A few years after, my mom, my brothers, and I moved to Northern California. Grandad and Baba moved north too – to Shingletown. Mark and his wife, Joy, came as well with their kids—Kristina, Ashley, and Joshua. Grandad and Baba downsized into a single-wide mobile home on the same property, and Baba quickly found new strays, skunks included, to care for. Shingletown was also the home of their rubber-stamp business, Personalized for You (PFY). As a teenager I worked in the shed with Grandad, cutting hardwood blocks to his exact standard: clean edges, no burn marks, no splintering, then careful sanding. They vulcanized the rubber from molds, mounted it on a cushioning layer, and glued it to the blocks, finishing with a color image on the back. Their insistence on quality stood out in a crowded market and, to me, became part of how I understood them.
Later, when my mom, my brothers, and I moved into the same neighborhood, we could walk over for chess with Grandad and conversations with Baba. Grandad built a carport where we set up a ping-pong table, and family games went long into the evening. Baba would often make everyone lunch – usually ham sandwiches stacked high and warmed in the microwave. Next door, we would have family poker nights with fake money and freshly invented poker rules as each of us took a turn at being the dealer and calling our own games. Sometimes, we would have “Monte Cristo Night” – featuring sandwiches made to uncle Mark’s exacting standards and presentation. These were very good times.

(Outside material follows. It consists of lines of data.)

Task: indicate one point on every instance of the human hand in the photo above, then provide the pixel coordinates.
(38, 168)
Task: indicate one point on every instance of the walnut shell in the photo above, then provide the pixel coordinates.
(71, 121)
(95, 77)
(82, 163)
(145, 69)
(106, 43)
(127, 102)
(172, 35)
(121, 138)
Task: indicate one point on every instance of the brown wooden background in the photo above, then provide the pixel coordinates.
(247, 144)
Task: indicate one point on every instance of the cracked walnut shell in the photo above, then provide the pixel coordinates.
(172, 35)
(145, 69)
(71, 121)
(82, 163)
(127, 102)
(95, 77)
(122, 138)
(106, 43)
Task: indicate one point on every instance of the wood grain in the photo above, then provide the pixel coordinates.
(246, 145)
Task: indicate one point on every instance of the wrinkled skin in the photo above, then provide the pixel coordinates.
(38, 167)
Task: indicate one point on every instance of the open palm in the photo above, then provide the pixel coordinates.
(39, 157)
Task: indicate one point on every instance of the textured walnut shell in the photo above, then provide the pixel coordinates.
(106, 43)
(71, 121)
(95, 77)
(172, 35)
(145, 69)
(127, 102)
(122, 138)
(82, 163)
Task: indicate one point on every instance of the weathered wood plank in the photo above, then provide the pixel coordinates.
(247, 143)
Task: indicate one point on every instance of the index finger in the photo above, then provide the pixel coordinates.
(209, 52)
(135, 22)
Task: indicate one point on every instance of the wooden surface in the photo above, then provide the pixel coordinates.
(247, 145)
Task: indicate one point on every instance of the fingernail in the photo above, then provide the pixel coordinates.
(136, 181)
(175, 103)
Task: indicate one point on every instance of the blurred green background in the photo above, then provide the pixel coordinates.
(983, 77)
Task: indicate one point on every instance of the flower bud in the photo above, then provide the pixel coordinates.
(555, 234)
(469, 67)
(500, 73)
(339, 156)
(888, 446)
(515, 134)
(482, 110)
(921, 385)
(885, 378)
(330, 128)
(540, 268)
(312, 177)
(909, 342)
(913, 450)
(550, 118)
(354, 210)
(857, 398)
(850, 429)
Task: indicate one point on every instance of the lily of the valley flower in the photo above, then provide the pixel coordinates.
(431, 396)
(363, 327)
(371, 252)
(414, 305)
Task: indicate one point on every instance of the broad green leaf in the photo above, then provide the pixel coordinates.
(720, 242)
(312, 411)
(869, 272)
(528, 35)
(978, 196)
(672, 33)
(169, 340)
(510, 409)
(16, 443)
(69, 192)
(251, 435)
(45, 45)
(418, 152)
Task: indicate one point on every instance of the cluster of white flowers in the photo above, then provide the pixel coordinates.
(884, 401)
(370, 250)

When I left to go to college in Chico, those Shingletown memories froze in time for me – something that I am fortunate to keep and remember as long as I live. I did spend some time in Shingletown during my college years, and after I met Laurie, she also had the opportunity to get to know Grandad and Baba.
Baba passed away a while back now, and Grandad just passed recently. Before he died, he spent some time living in Colorado, and we were able to share a few more afternoons and a few more chess games. In the last few months of his life, we got to hear a lot about his life when he was younger and reminisce about shared experiences. He was born in the 1930s, remembered World War II as a child, and served in the U.S. Navy during the Korean War. He spent time in medical school but chose another path after his service. He married Barbara—Baba to us—and they raised Lori and Mark. They lived long, full lives, traveled widely, and loved their family deeply. I’m grateful they were such a big part of my life growing up.